Castro chose to reenlist to join his platoon in Afghanistan, despite having the option to complete his service in the United States. Castro underwent training in Pashto, one of the languages spoken in Afghanistan, and his role included gathering intelligence by engaging with local Afghan communities.

=== Death ===
On August 28, 2010, three weeks after arriving in Afghanistan, Castro was killed by a land mine in the village of Babur while running toward fellow soldiers who were trapped and being attacked by the Taliban. He died alongside Sgt. Patrick K. Durham.

=== Awards and decorations ===
Castro was posthumously awarded the Bronze Star and Purple Heart. Other awards and Army decorations include: Meritorious Unit Citation; National Defense Service Medal; Global War on Terrorism Service Medal; Army Service Ribbon and Weapons Qualification: M249, expert.

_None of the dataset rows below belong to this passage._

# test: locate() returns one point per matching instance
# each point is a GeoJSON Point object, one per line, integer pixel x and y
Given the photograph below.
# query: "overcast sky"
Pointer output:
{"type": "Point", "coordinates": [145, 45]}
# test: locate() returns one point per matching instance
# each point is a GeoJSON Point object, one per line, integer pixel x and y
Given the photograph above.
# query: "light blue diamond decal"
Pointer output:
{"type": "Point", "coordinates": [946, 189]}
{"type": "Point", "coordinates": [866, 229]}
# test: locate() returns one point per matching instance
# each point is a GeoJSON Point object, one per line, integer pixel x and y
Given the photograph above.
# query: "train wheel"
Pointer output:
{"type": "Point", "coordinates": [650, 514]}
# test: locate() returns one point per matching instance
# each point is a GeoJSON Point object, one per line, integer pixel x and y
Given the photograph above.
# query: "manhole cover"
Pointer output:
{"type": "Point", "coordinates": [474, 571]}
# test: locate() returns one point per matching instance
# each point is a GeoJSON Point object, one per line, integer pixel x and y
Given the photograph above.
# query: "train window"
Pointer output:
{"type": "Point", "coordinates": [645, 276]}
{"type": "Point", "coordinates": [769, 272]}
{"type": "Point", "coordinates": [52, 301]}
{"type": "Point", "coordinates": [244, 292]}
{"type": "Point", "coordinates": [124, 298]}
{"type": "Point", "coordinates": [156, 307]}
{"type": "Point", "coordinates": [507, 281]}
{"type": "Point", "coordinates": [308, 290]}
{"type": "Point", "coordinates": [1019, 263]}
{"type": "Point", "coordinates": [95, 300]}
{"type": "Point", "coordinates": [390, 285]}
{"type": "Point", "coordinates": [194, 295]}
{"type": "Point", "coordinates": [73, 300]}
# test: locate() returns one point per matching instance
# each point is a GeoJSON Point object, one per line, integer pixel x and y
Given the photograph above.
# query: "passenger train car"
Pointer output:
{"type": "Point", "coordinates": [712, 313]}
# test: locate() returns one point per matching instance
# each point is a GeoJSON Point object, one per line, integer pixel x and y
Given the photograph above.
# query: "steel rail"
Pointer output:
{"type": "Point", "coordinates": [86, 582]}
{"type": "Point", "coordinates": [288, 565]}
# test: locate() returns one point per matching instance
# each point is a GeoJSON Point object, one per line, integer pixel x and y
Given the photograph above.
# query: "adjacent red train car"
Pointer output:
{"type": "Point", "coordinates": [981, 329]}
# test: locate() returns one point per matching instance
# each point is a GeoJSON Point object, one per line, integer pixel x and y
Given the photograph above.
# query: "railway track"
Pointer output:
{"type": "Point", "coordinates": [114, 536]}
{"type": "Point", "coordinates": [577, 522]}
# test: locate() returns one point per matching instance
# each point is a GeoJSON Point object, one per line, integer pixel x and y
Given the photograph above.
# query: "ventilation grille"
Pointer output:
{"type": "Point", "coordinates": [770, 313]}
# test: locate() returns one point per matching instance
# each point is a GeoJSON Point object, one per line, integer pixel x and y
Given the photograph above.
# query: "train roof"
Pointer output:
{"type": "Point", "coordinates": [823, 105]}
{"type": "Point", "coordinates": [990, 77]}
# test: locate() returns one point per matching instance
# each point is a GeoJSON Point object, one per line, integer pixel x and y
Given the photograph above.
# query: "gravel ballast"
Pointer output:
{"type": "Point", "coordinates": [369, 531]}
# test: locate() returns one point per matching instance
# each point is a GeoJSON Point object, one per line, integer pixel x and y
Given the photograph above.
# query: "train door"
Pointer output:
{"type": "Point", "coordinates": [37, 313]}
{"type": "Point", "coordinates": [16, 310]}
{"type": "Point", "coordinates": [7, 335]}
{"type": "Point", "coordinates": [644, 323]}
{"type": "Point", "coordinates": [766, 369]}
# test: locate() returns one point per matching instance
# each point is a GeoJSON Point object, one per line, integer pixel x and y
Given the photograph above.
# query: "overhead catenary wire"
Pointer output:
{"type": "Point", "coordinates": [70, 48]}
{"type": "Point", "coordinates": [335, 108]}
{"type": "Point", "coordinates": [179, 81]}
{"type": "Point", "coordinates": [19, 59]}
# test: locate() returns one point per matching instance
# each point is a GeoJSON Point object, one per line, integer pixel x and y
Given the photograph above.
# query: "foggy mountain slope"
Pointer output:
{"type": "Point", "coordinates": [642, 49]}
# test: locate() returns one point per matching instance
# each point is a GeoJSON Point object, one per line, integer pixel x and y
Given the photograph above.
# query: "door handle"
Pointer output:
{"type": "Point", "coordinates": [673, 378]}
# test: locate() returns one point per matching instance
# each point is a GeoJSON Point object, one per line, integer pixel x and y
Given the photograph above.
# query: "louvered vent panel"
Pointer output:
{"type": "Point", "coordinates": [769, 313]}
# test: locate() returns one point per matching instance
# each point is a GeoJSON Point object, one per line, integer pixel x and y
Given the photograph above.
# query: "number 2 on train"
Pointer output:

Castro is included in the Military Intelligence Corps (United States Army) Memorial Wall.

=== Burial and tributes ===
Castro's casket returned to Dover Air Force Base. He was buried on September 10, 2010, at Pierce Brothers Valley Oaks Memorial Park in Westlake Village. He was 20 years old when he died.

In his memory, the Westlake High School football team wore his jersey number 45 and the emblem of the 101st Airborne Division on their helmets. Westlake High honored A.J. Castro during halftime of the football season opener. Oak Park High School (California) also honored Castro.

The California Governor Arnold Schwarzenegger issued a statement on Castro's death. Governor Schwarzenegger ordered Capitol flags flown at half-staff.

In 2011, Gary Sinise and his Lt. Dan Band performed a concert in Agoura Hills to honor Castro. The event raised over $100,000 for the Gary Sinise Foundation to support military personnel and their families.